NAT through ppp0

Hello all,

My current physical configuration:

  • 1 Hyper-V (Server 2016) host
  • 4 physical NIC’s: 1 directly connected to the modem (PPPoE connection), 3 NIC’s connected to 3 WiFI routers (these 2 routers are in Access Point operational mode, therefore NAT and DHCP are disabled on these devices).
  • 5 virtual switches created: 4 External (with assigned NIC) and one Internal

Current VyOS configuration:

ppp0 - managed to setup successfully (I receive ping reply from www.yahoo.com)
eth0 - in which the cable from the modem is plugged in has no IP Address (physical WAN port, I guess)
eth1 - cable from WiFi AP 1 - 192.168.1.10
eth2 - cable from WiFi AP 2 - 192.168.1.20
eth3 - cable from WiFi AP 3 - 192.168.1.30

I’ve managed to install VyOS on a VM. The purpose of this VM is to be the facing Router to the Internet (ISP Modem → VyOS Router → 3 WiFi AP’s → Client devices).

Questions:

  1. Can I assign 192.168.1.1 to eth0 and act as a DHCP server and DNS forwarder (from ppp0)?
  2. When I configure NAT, do I need to NAT to interface ppp0 with source 192.168.1.0/24? And also, is it safe?
  3. If I can NAT to ppp0, the Firewall rules (packages from the OUTSIDE), should be only applied to ppp0 interface?

Thanks in advance

Hello,
can you draw scheme?
why you have several interfaces with ips from same range?
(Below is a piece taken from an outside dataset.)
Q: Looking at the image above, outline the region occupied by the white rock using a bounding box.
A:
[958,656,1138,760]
Well, in order to make things work, I had to change some physical configurations, as:

  • I renounced on assigning physical interfaces to the router. It seems that trying/creating a physical switch from the other physical interfaces of the Hyper-V host wasn’t a good idea.
  • I bought a physical switch, and my vyos config suffered some internal modifications
  • no more eth2 and eth3, now I have only eth0 (which is reserved for pppoe0) and eth1 (which is the LAN interface, and also the communication port with the physical switch)
  • eth1 address - 192.168.1.1 (DHCP service on it), everything is working well internally.

Now, my other issue is with the TCP clamping (changing TCP-MSS in order to make Internet browsing work properly). It seems that the only way that I can make this working is to sudo su and apply the following iptables command line:

iptables -t mangle -I POSTROUTING 1 -p tcp -o pppoe0 --tcp-flags SYN SYN -j TCPMSS --set-mss 1452

The issue is that this command line has to be applied every time my Router reboots, and this is because the mentioned iptables command wont be written in the config file.
Any advises?

So, I’ve managed to make it work flawlessly by assigning a policy route on pppoe 0 and eth1 by the following command line:

[code]set policy route MSS
set policy route MSS rule 5 protocol tcp set tcp-mss 1452
set policy route MSS rule 5 tcp flags SYN

set interfaces ethernet eth0 pppoe 0 policy route MSS
set interfaces ethernet eth1 policy route MSS[/code]

I hope this will help other users/visitors who encounter PPPoE connectivity issues.

I had to do this:

[code]set policy route MSS
set policy route MSS rule 5 protocol tcp
set policy route MSS rule 5 set tcp-mss 1452
set policy route MSS rule 5 tcp flags SYN

set interfaces ethernet eth0 pppoe 0 policy route MSS
set interfaces ethernet eth1 policy route MSS[/code]

I had previously modified /etc/rc.local to include:

/sbin/iptables -t mangle -I FORWARD -p tcp --tcp-flags SYN,RST SYN -j TCPMSS --clamp-mss-to-pmtu

which also works well since /etc/rc.local is the final script that runs on each boot-up.